The JDBC type 3 driver, also known as the Pure Java driver for database middleware, is a database driver implementation which makes use of a middle tier between the calling program and the database. The middle-tier (application server) converts JDBC calls directly or indirectly into a vendor-specific database protocol.

This differs from the type 4 driver in that the protocol conversion logic resides not at the client, but in the middle-tier. Like type 4 drivers, the type 3 driver is written entirely in Java.

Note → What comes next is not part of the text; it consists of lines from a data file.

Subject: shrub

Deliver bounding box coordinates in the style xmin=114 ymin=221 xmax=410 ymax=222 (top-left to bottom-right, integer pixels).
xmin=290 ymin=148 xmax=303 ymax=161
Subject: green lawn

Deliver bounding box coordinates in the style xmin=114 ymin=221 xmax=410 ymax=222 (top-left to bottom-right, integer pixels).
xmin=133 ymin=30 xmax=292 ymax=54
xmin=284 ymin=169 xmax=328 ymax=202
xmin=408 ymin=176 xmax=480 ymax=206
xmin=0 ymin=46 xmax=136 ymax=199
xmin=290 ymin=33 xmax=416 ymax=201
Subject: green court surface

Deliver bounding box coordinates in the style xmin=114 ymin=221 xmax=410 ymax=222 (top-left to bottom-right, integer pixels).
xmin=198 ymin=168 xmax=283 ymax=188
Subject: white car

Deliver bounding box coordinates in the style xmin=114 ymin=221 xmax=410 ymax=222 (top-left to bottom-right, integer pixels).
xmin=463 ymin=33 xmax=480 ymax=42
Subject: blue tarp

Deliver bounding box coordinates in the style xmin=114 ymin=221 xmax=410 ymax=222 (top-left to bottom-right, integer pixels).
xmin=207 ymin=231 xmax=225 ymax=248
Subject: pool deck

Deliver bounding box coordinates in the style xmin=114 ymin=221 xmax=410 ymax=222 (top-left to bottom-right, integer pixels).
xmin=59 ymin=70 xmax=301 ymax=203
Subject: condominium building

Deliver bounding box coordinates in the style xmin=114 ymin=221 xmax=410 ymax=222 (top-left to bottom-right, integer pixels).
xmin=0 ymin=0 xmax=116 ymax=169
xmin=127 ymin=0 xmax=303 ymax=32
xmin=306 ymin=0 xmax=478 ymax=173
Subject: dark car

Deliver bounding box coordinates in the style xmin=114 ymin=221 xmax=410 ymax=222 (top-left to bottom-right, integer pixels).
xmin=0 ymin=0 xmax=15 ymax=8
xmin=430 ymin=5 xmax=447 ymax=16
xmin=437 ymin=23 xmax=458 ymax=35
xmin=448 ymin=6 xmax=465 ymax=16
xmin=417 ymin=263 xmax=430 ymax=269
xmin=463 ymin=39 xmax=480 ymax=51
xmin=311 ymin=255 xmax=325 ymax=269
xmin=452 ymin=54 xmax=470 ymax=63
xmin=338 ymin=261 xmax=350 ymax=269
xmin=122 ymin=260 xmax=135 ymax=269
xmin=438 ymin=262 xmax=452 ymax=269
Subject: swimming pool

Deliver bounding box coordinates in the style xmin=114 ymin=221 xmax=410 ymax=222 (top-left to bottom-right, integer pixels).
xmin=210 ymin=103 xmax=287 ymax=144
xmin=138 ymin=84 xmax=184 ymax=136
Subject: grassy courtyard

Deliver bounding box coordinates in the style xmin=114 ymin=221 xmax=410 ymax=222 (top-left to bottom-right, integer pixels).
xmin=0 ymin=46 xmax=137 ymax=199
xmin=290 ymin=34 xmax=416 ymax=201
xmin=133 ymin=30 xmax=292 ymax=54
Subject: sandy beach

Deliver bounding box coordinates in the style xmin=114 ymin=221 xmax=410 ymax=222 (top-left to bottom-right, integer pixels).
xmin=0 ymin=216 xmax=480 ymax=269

The same client-side JDBC driver may be used for multiple databases. It depends on the number of databases the middleware has been configured to support. The type 3 driver is platform-independent as the platform-related differences are taken care of by the middleware. Also, making use of the middleware provides additional advantages of security and firewall access.

===Functions===
- Sends JDBC API calls to a middle-tier net server that translates the calls into the DBMS-specific network protocol. The translated calls are then sent to a particular DBMS.
- Follows a three-tier communication approach.
- Can interface to multiple databases – Not vendor specific.
- The JDBC Client driver written in java, communicates with a middleware-net-server using a database independent protocol, and then this net server translates this request into database commands for that database.
- Thus the client driver to middleware communication is database independent.

===Advantages===
- Since the communication between client and the middleware server is database independent, there is no need for the database vendor library on the client. The client need not be changed for a new database.
- The middleware server (which can be a full-fledged J2EE Application server) can provide typical middleware services like caching (of connections, query results, etc.), load balancing, logging, and auditing.
- A single driver can handle any database, provided the middleware supports it.
- E.g.: IDA Server

===Disadvantages===
- Requires database-specific coding to be done in the middle tier.
- The middleware layer added may result in additional latency, but is typically overcome by using better middleware services.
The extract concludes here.